In poche parole, non c’è alcuna possibilità che si torni a «Mare Nostrum», l’operazione meritoria sotto il profilo umanitario che l’Italia ha retto a lungo da sola, sul piano organizzativo non meno che economico. Oggi, o meglio domani, se un aiuto verrà dall’Unione, superando per una volta il muro dell’indifferenza, sarà diretto a tagliare le rotte dei trafficanti, a distruggere i barconi (dopo averli individuati nei porti di partenza), a impedire all’origine il flusso dei disperati.
È un obiettivo carico di incognite, con enormi rischi e ricadute anche morali da non trascurare. Tuttavia rappresenta un salto di qualità rispetto al recente passato e come tale pone a tutti, e in particolare all’Italia, una serie di interrogativi di natura politica. E si capisce perché: per la prima volta si affaccia l’uso dello strumento militare. Non sarà un blocco navale, almeno non in via ufficiale, tanto meno potrà essere un’invasione della Libia, sia pure circoscritta alla fascia costiera. Ma potrebbe trattarsi di una serie di interventi mirati a distruggere i barconi, rendendo troppo oneroso per i trafficanti organizzare le spedizioni verso l’Italia.
S’intende che il risvolto di una simile decisione, se sarà messa in pratica dai responsabili dell’Unione, si tradurrà in un vantaggio per l’Italia, allentando l’enorme pressione che grava sul governo. E tuttavia il prezzo da pagare non sarà indifferente. Le decine di migliaia di persone che si affollano sulle coste libiche in attesa di partire fuggono dalla guerra e molti di loro sono profughi che hanno diritto di chiedere asilo politico. Respingerli, significa il più delle volte consegnarli a un destino drammatico. D’altra parte, farli partire e poi soccorrerli in mare con mezzi inadeguati equivale a moltiplicare i lutti. E soprattutto — bisogna ammetterlo — per le forze di governo significa mettere a rischio il proprio consenso nel paese, apparendo impotenti e attoniti di fronte a un esodo epocale. Ecco allora che si cerca di correre ai ripari.

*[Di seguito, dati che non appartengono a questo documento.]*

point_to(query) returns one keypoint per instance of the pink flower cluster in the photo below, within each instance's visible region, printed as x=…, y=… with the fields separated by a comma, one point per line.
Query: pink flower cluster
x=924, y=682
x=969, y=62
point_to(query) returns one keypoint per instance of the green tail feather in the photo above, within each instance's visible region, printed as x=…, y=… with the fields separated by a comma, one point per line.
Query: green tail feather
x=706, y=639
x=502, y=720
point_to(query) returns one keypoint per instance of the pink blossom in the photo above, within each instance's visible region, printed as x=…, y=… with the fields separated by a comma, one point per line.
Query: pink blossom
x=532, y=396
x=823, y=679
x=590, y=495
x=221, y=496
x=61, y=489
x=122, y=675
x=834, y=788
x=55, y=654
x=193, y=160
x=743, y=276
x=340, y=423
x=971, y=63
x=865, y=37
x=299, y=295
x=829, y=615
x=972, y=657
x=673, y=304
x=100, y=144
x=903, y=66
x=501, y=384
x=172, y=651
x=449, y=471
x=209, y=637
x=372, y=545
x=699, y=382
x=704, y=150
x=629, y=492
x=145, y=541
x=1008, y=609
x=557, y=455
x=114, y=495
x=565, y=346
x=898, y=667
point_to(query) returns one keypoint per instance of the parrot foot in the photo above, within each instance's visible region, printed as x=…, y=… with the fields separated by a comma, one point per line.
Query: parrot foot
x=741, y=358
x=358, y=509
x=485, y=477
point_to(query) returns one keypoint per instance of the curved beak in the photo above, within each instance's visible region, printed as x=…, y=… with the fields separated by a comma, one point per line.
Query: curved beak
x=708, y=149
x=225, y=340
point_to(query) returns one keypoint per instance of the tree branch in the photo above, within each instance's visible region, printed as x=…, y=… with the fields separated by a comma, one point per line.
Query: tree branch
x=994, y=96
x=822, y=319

L’aspetto umanitario, legato all’accoglienza delle persone in fuga, scivola in secondo piano. L’accento viene posto sull’esigenza etica di stroncare i «trafficanti di uomini», i «moderni schiavisti». Ma è chiara invece la volontà di frenare l’esodo, lasciando sul suolo libico quanti più profughi sarà possibile: in attesa che gli sforzi diplomatici dell’Onu ottengano il risultato, chissà quando e come, di ricostituire un minimo di equilibrio statuale nella terra che fu di Gheddafi. Nelle ultime ore, in sostanza, il premier Renzi sembra aver abbracciato una linea più intransigente, in sintonia con Bruxelles. Ne deriva che sul piano della speculazione elettorale il «lepenista» Salvini potrebbe trovarsi in qualche difficoltà. Ed è singolare, ma forse non troppo, che l’alleato Berlusconi lo abbia piantato in asso, avendo riscoperto una vocazione alla solidarietà nazionale. Come se, in fondo a tutto, il capo di Forza Italia, o di quel che ne resta, avesse nostalgia del vecchio patto del Nazareno.